Investment Thesis
Smartsheet Inc. (NYSE:SMAR) fiscal Q4 2024 disappointed investors.
This is how I see SMAR: you have a stock that carries a punchy valuation at 34x forward non-GAAP EPS, facing decelerating growth rates, and where the underlying profitability of the business has for the most part maxed out and gone as far as it can go, for now.
With so many bargains in the market right now, I’m issuing a sell rating on SMAR.
Rapid Recap
Back in September, I said in a neutral analysis:
The slowdown in customer adoption rates raises questions about future growth, and the stock’s valuation, while not exorbitant, doesn’t strike me as remarkably cheap given these factors. Investors should keep a watchful eye on Smartsheet’s ability to sustain its momentum in an increasingly competitive landscape.
Since I penned those words, the stock is down and has significantly underperformed the S&P 500 (SP500) by more than 30% (including the premarket drop).
I don’t believe this is a buy-the-dip moment for Smartsheet. Here’s why.
Smartsheet’s Near-Term Prospects Discussed
Smartsheet provides a platform for collaborative work management. Essentially, it’s like a digital workspace where teams can plan, track, and manage projects together. Their platform helps businesses organize their work more efficiently and improve communication among team members.
Moving on, Smartsheet describes how the introduction of AI features for enterprise customers signifies a strategic move towards enhancing product capabilities and staying ahead in the competitive landscape (more on this soon). These AI capabilities, enabling tailored formulas and data interpretation, have garnered significant adoption, indicating a positive uptake from its customer base.
Additionally, Smartsheet holds more than $600 million of cash and no debt on its balance sheet, meaning that more than 10% of its market cap is made up cash.
Nonetheless, despite these promising prospects, Smartsheet also faces heads. The main challenge is how the current macro environment, characterized by tighter domestic spending, particularly in the small and medium-sized (“SMB”) segment, restricts its near-term growth.
Moreover, the worsening trend in SMB expansion is reflected in the deceleration of its dollar-based net retention rates, see below.
With that context in mind, let’s now turn to discussing its financials.
Revenue Growth Rates Are Likely to Decelerate to Sub-20% CAGR
Smartsheet guides investors to yet another year of decelerating growth rates. Case in point, fiscal 2024 ended up 27% y/y. And now, the best that investors should brace themselves for in fiscal 2025 is 19% y/y revenue growth rates.
Consequently, the image that surfaces here is one where there’s too much competition in an already saturated market.
In fact, as you can see above, aside from monday.com (MNDY), the peer group in general has been losing favor with investors.
And then, to complicate matters further, consider the graphic that follows.

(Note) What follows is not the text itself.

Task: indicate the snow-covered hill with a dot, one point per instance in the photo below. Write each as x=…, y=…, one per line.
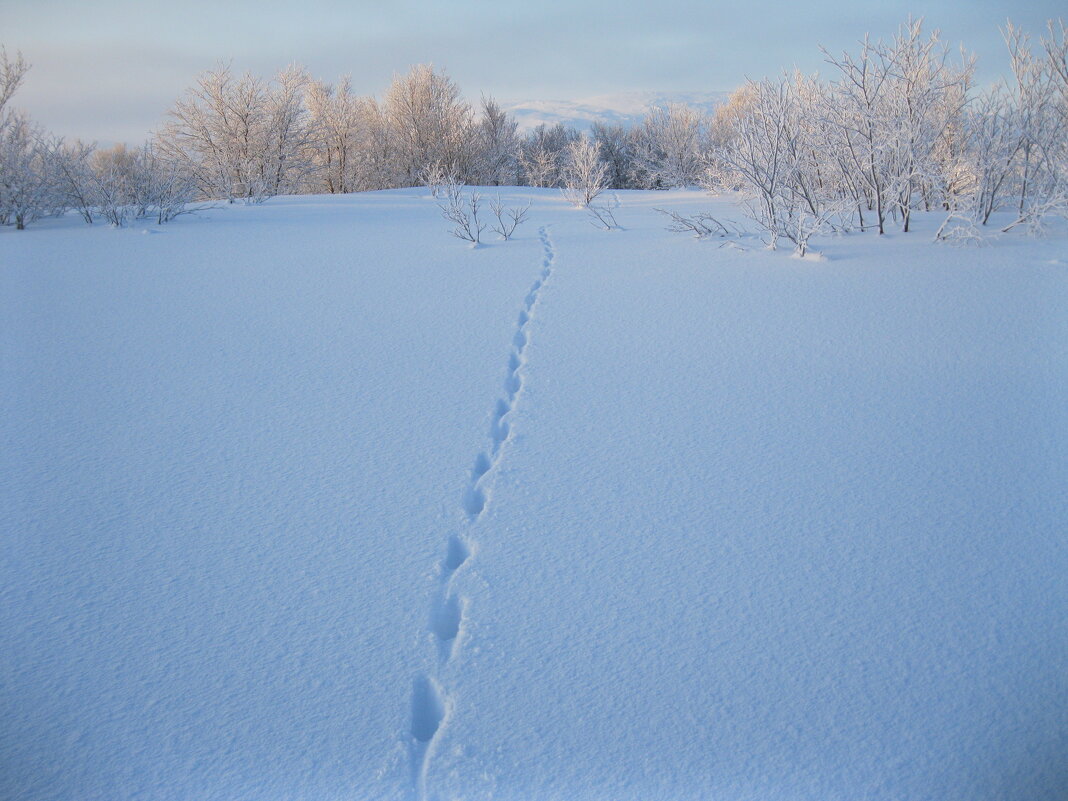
x=623, y=108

You can see here that Smartsheet’s calculated billings were up 19% y/y in fiscal Q4 2024, which is slightly less than its revenue growth rate guidance for fiscal Q1 2025, meaning that Smartsheet is pulling forward its revenues leaving a potential lull in its future revenues. This is a further pesky element that will weigh on investors’ minds, on top of its expensive stock.
SMAR Stock Valuation — 34x Forward Non-GAAP EPS
Smartsheet saw its underlying profits jump from negative 5% non-GAAP operating margins in fiscal 2023 to 11% non-GAAP operating margins in fiscal 2024, a 1,600 basis point expansion in profitability in 12 months, see below.
Given the ease with which Smartsheet had improved its underlying profitability, investors had expected to improvement in profitability to continue in fiscal 2025.
Now, if we take the high end of Smartsheet’s guided non-GAAP fiscal 2025 operating margins, investors are looking at approximately 14% to 15% improvement in underlying profitability.
This implies that the majority of the low-hanging fruit has been picked over, and the operating expenses have been cut back as far they can go.
Consequently, on the surface, having to pay 34x forward non-GAAP EPS isn’t a particularly shocking multiple, but it does mean that this stock is richly priced, without further room for improvement in underlying profitability.
The Bottom Line
In conclusion, I’m not convinced there’s enough here for me to even keep a hold on Smartsheet Inc. stock.
While the introduction of AI features and its strong financial position offer promising aspects, challenges persist in the form of a competitive market landscape and tightening domestic spending, particularly in the SMB segment.
Despite the company’s efforts to enhance profitability and streamline operations, the stock’s forward non-GAAP EPS valuation of 34x appears richly priced, with limited room for further improvement. Therefore, I rate Smartsheet Inc. stock a sell.